I wanted to move an Elixir module yesterday and thought I'd try it with Gemini to save me some drudge work. It worked, found references I probably would have missed on first go. Though not sure it saved me any time in the end with all the "thinking" required.

As much as I dislike these things, it would be non-factual to deny they have some utility.

@Odaeus Of course they have some utility compared to doing nothing. What is their utility compared to other things? What is the utility of a non-deterministic text generator compared to a deterministic compiler or LSP server? What is the *cost* of doing this if it wasn't subsidized by astronomical losses by these companies?

@AndrewRadev I was comparing its utility to the work involved in learning or choosing an editor/IDE and having it perform the same task... self-evidently not comparing it against doing "nothing" or a compiler..! And how from the perspective of a user/developer, there is benefit there. And sadly, it is reliable for many such tasks.

I do not need to be lectured about the numerous clear externalised costs.

@Odaeus You mention moving a module in Elixir. I don't have professional experience with Elixir. In my last job, I wrote React with typescript.

I always had `tsc --watch` running in a terminal window. When I needed to move some code, refactor components, etc, I would make the change, then follow the tsc errors one by one. This was a fairly straightforward and 100% reliable process. Tsc had its issues, but it was deterministic.
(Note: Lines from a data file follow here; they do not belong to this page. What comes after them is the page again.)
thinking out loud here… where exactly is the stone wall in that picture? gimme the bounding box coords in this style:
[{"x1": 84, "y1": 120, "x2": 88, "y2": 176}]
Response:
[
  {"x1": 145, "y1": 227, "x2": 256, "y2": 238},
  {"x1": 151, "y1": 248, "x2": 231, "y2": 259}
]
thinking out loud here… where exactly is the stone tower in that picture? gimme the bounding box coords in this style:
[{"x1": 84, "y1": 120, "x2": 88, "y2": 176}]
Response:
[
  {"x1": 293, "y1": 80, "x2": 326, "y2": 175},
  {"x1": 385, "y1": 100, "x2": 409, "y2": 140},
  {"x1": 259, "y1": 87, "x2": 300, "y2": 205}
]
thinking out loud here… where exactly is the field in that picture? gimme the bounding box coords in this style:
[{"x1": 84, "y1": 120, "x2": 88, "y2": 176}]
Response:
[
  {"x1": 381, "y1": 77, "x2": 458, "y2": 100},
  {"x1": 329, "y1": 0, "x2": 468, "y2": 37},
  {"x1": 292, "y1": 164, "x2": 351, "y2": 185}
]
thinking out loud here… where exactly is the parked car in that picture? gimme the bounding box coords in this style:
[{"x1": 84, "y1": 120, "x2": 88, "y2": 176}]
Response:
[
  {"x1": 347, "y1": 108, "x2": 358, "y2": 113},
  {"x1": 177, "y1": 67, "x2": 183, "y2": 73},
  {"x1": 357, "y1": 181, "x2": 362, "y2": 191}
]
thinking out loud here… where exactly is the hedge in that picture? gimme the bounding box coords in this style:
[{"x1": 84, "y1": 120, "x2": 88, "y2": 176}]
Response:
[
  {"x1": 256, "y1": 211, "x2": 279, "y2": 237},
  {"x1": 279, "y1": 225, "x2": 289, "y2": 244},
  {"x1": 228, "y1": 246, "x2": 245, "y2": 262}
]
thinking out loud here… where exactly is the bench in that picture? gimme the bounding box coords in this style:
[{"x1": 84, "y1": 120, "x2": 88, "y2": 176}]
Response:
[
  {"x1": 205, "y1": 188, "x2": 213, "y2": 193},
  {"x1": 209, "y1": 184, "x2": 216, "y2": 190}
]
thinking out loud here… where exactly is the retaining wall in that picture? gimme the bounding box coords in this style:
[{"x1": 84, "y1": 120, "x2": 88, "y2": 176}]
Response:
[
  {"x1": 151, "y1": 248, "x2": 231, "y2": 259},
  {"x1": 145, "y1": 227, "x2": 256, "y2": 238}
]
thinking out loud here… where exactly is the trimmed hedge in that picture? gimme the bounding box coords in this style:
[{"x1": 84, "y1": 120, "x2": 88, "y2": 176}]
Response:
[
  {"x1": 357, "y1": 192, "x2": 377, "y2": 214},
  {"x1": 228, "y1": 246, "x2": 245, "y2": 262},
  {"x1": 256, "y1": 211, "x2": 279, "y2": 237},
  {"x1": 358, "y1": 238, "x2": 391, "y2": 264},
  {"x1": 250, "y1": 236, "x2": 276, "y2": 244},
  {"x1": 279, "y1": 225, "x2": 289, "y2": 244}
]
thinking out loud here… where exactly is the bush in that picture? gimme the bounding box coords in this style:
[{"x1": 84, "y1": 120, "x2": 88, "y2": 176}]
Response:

This is why I compare an LLM "move this module" task to a compiler. I guess maybe you can ask the LLM to move the module and also run the compiler? But in either case, you won't miss anything. Maybe it'll fail and you'll have to spend the same time fixing issues than you would have doing things the direct way. Maybe it will succeed, but it'll introduce unrelated changes that compile, but introduce issues. I don't see how you could ever know what you're going to get and why this would be a desirable workflow for a professional software developer. I would always prefer a consistent, reliable workflow, rather than a roll of the dice.
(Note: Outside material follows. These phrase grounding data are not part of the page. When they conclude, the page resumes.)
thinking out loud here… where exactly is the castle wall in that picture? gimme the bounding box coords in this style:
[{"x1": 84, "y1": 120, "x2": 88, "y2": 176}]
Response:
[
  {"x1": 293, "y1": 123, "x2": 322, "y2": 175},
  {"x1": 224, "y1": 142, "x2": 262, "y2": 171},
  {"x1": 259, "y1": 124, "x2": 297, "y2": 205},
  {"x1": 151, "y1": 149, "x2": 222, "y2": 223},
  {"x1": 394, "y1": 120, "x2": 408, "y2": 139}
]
The METR study had people estimate they were faster by 20% using AI, but they were 19% slower. Their estimations were completely off, because it's impossible to reliably know whether you would have, in fact, missed that one reference. I agree that there is *perceived* utility compared to the alternative. I agree there *might* be real utility *sometimes*. I don't believe that most developers have actually designed experiments where they've measured whether it's beneficial for them on average, or not.